Les échéances de loyer n'étant pas régulièrement payées, un commandement de payer rappelant la clause résolutoire insérée au bail a été délivré à M.[D] [R] et Mme [D] [X] née [M] le 17/ 03/ 2023 pour avoir paiement d'un arriéré de 19482,70 euros en principal.
Par acte de commissaire de justice du 28/06/2023 et 30/ 06/ 2023, [Localité 5] HABITAT OPH a fait assigner M.[D] [R] et Mme [D] [X] née [M] aux fins de :
- voir constater la résiliation du bail par acquisition de la clause résolutoire pour impayé de loyer, à compter du 17/05/2023 - voir ordonner l’expulsion de M.[D] [R] et Mme [D] [X] née [M] ainsi que tous occupants de leur chef, à défaut de libération des lieux dans les 48h de la signification de la décision, sous astreinte de 80 euros par jour de retard, - voir ordonner le transport et la séquestration des meubles se trouvant dans les lieux dans tout garde meuble ou autre local de son choix aux frais, risques et péril de M.[D] [R] et Mme [D] [X] née [M], après description précise par le commissaire de justice mandaté avec sommation de les retirer dans un délai réglementaire, - voir condamner solidairement M.[D] [R] et Mme [D] [X] née [M] au paiement à titre provisionnel :
D’une somme de 6 894,46 euros au titre de l’arriéré au 30/ 06/ 2023 inclus, à parfaire, avec intérêts au taux légal à compter du commandement valant mise en demeureD’une indemnité d’occupation égale au montant du loyer actuel à compter de la résiliation jusqu’à libération des lieux par remise des clés, procès-verbal d’expulsion ou de reprise, D’une somme de 1 000,0 euros en application de l’article 700 du Code de Procédure Civile, outre les dépens incluant les frais de commandement, de l’assignation Voir rejeter tout délai de grâce, et si des délais étaient accordés voir suspendre les effets de la clause résolutoire pendant le cours des délais accordés
L’assignation a été dénoncée à M.LE PREFET de [Localité 5] le 3/ 07/ 2023.

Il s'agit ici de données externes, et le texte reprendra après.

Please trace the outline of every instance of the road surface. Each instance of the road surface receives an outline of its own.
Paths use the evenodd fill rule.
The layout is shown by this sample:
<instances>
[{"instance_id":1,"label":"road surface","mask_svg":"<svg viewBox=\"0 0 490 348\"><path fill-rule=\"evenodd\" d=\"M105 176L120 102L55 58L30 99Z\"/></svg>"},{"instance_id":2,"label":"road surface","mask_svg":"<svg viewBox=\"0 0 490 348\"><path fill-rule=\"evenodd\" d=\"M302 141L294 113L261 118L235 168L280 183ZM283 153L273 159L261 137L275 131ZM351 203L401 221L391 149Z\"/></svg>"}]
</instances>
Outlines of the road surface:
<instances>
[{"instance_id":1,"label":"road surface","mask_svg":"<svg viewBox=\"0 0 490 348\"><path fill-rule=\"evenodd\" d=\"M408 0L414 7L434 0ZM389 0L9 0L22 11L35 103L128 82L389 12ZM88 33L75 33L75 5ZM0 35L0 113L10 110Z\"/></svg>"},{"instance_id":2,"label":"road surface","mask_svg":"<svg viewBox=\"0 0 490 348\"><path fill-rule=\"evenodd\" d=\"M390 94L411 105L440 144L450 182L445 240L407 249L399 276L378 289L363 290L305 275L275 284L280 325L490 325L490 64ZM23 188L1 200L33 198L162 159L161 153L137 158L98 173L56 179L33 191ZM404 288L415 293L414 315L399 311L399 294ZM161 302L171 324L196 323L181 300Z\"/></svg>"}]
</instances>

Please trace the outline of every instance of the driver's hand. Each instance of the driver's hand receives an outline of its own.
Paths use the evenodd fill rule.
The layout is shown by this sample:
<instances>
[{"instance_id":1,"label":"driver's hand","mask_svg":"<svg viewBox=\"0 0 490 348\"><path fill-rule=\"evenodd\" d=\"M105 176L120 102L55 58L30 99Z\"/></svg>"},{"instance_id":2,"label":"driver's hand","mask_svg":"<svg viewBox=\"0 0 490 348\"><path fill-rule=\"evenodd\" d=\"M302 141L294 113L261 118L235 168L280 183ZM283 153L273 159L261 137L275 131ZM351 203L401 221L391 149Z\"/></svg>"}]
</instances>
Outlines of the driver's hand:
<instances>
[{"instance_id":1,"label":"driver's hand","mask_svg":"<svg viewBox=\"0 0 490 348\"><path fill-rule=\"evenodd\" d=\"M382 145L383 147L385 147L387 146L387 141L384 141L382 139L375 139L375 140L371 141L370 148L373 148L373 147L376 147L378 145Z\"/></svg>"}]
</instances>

A l'audience du 09/11/2023, le bailleur élève sa demande au titre de l’arriéré à la somme de 6 911,55 euros, au 4/ 11/ 2023, octobre 2023 inclus, maintient ses autres demandes.
Décision du 08 janvier 2024 PCP JCP ACR référé - N° RG 23/05741 - N° Portalis 352J-W-B7H-C2KCK
Il précise que le loyer courant est payé mais pas la provision sur charges, l’APL étant versée, après un important rappel en juin 2023. Il précise néanmoins que compte tenu du plan d’apurement conclu le 21/10/2023, il demande de voir constater l’accord des parties pour des délais de paiement par mensualités de 20 euros, avec suspension des effets de la clause résolutoire et en cas de non- respect la fixation et la condamnation au paiement de l’indemnité d’occupation.
M.[D] [R], assigné à personne à l’adresse du [Adresse 3], n’a pas comparu ni été représenté.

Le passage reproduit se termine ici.